Q: I’ve just been diagnosed with ITP. What can I expect when I visit the doctor?
A: Although not all doctors do exactly the same things, usually the first step is to prescribe Prednisone if your platelet count is at treatment level. Prednisone is a type of glucocorticoid steroid used to treat many autoimmune diseases and other conditions.
A global committee of 22 ITP clinicians and researchers published an article in the journal Blood summarizing the best information on treating ITP:
Q: When should I begin treatment?
A: The answer to this question depends on several factors; age, lifestyle, symptoms and platelet count.
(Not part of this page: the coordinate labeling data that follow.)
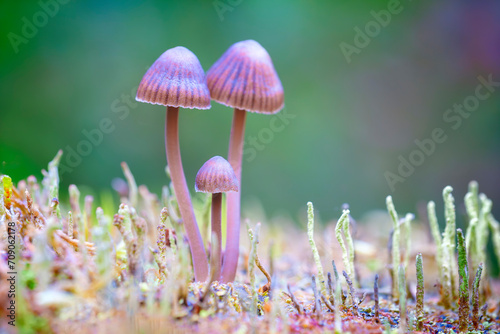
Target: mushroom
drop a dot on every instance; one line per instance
(243, 78)
(216, 176)
(176, 79)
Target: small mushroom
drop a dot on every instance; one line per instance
(243, 78)
(176, 79)
(216, 176)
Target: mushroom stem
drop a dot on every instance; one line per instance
(235, 156)
(200, 262)
(217, 230)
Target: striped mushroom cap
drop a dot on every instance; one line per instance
(175, 79)
(245, 78)
(216, 176)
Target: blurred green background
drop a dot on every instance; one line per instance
(67, 65)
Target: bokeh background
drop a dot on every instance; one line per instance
(350, 117)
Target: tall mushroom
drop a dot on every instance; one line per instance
(216, 176)
(243, 78)
(176, 79)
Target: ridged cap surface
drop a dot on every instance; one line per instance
(216, 176)
(175, 79)
(245, 78)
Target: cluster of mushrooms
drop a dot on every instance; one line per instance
(244, 78)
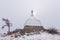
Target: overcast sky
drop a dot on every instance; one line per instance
(18, 11)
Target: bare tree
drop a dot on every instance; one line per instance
(7, 24)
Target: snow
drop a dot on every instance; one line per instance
(41, 36)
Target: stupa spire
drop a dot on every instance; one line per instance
(32, 13)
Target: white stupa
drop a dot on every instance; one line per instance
(32, 21)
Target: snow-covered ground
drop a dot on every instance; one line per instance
(41, 36)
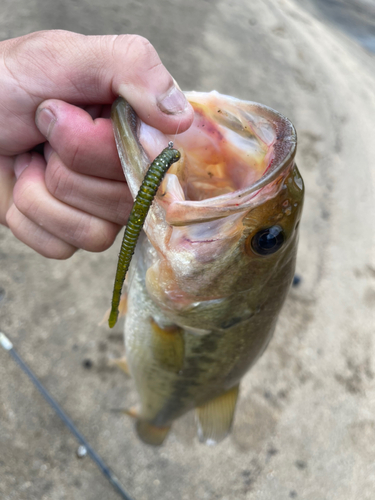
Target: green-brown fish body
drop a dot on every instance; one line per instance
(209, 279)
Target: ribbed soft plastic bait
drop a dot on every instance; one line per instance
(138, 214)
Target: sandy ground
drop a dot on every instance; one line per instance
(305, 424)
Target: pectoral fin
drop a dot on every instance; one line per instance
(168, 347)
(214, 419)
(150, 434)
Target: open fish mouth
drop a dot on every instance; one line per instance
(231, 153)
(207, 284)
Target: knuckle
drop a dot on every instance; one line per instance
(24, 197)
(58, 181)
(95, 236)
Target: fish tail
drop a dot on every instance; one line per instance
(151, 434)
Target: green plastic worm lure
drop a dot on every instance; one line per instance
(142, 204)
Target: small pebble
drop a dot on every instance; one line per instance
(87, 363)
(296, 280)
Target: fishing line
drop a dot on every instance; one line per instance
(106, 471)
(137, 217)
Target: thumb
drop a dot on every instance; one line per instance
(96, 69)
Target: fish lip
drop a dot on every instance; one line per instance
(187, 212)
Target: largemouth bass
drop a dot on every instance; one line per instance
(211, 273)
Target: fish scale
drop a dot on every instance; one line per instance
(211, 274)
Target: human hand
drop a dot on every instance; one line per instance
(59, 86)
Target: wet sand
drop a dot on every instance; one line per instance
(305, 425)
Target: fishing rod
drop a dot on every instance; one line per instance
(85, 447)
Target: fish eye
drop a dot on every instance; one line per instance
(268, 240)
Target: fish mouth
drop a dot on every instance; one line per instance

A platelet count above 50,000 is considered to be a safe count, and treatment will not usually be recommended unless symptoms are present. Careful monitoring is generally all that is necessary with a count above 50,000. Below 50,000, the decision to treat depends on the comfort level of both the doctor and the patient.
Q: Why start with Prednisone?
A: Prednisone suppresses your immune system. It is hoped that by suppressing your immune system and then gradually weaning you off the Prednisone your immune system will reset itself and in the process will decide that your platelets aren’t the enemy anymore. This is like re-booting your computer.
Q: What can I expect from Prednisone?
A: While Prednisone helps many people with ITP, it has some significant side-effects that some patients find difficult to deal with. Most people experience bloating, weight gain, loss of muscle and tone, joint aches and irritability. Long term or high doses can contribute to osteoporosis, high blood pressure, diabetes, muscle wasting (including heart muscle) and many other conditions. Be sure to read the Physicians Desk Reference or other helpful web sites for more information.
Prednisone can promote personality changes. The syndrome is called 'steroid psychosis'. The changes can range from irritability to more severe mood swings. It is important to be aware of the emotional side effects while taking Prednisone because it’s probably not a good time to make important decisions. Unfortunately, if Prednisone doesn’t bring a sustained rise in your platelet counts, you will be asked to make some very important decisions regarding the next steps of your treatment. If possible, it is wise to begin your research of all available treatments as soon as you are diagnosed.
A good book on the subject is 'Coping with Prednisone' by Eugenia Zuckerman and Julie Ingelfinger, MD. Many have found this book to be very helpful.
Q: What other treatments are available after Prednisone?
A: Failing Prednisone, many doctors will recommend splenectomy, removing your spleen. There are other treatments to try, but many doctors will wait and see if the splenectomy works and will only suggest other treatments if it does not.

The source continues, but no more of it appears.